Take 171,175 for example. That’s the total number of civilians that have been killed as a direct consequence of the illegal 2003 invasion of Iraq.

Or how about 6 trillion, the anticipated dollar cost of said war and one well in excess of the $4.6 trillion dollars civil engineers think is needed to fix America’s crumbling infrastructure.

Still, not all numbers are bad. George W. Bush went into the Iraq war with a 71 percent approval rating.

And left office at 34 percent.

Saturday Night War Fever

The relationship between approval ratings and war is a complicated one.

In America, as with most western countries, the onset of conflict is often used as an excuse to stifle debate. The commander-in-chief generally enjoys a surge in approval. The notion of ‘getting behind the troops’ is seen to be of paramount importance.

At the same time, a paradox is usually at work.

The U.S. has always had something of an allergic reaction to the consequence of foreign adventurism; body bags, flag-draped coffins, the never-ending drone of news feed casualty reports.

The reason for it is simple. When it comes to the domestic death toll it has been extremely lucky.

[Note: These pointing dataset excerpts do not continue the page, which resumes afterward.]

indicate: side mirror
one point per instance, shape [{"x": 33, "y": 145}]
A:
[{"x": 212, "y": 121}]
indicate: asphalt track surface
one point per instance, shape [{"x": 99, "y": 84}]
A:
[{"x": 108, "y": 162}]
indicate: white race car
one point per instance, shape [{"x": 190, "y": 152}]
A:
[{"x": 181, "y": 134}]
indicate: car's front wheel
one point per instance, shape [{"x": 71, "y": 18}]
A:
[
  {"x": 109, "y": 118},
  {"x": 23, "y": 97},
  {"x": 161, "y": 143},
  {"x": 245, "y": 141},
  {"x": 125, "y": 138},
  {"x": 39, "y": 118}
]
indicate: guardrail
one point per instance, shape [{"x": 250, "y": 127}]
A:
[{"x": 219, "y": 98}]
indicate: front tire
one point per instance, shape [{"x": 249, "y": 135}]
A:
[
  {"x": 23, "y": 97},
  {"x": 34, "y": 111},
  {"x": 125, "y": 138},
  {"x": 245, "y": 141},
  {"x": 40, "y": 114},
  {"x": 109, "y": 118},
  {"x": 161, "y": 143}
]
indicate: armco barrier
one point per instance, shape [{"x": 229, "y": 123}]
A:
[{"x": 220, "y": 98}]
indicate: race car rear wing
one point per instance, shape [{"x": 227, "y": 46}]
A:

Since WWII, the U.S. military has killed around 20 million people — mostly civilians — worldwide. In contrast, U.S. casualties across the four major conflicts of the same period stand at around 96,000.

Indeed, the total number of American soldiers killed in all U.S wars stands at around 1.1 million — a staggering figure that is put into perspective only when one realizes that during WWII alone the Soviet Union lost at least 11,000,000 soldiers as well as somewhere between 7,000,000 and 20,000,000 of its civilian population.

The Balking Dead

The president of the United States has to walk a fine line. A war is good for popularity ratings, yes, but only as long as a few criteria are met.

To begin with, the U.S. must be victorious.

The war also needs to be relatively brief since if not it runs the risk of falling into the third trap of mounting casualty rates. Even in the case of a short war causality rates are of paramount importance.

During the Cuban missile crisis, President Kennedy blanched at the notion that an invasion of Cuba would cost 18,500 American lives.

He knew that the public had no stomach for such bloodshed and opted for a blockade instead.

Two other criteria are also of great importance to the relationship between war and presidential approval ratings. First, the justification for any action must be sound.

The slavish devotion to the flag that characterized the early months of the Iraq war soon gave way to late-night talk show snide remarks about the absence of the much-touted weapons of mass destruction. Opposition to the Vietnam war grew more slowly but remained centered on questioning the wisdom of U.S. involvement.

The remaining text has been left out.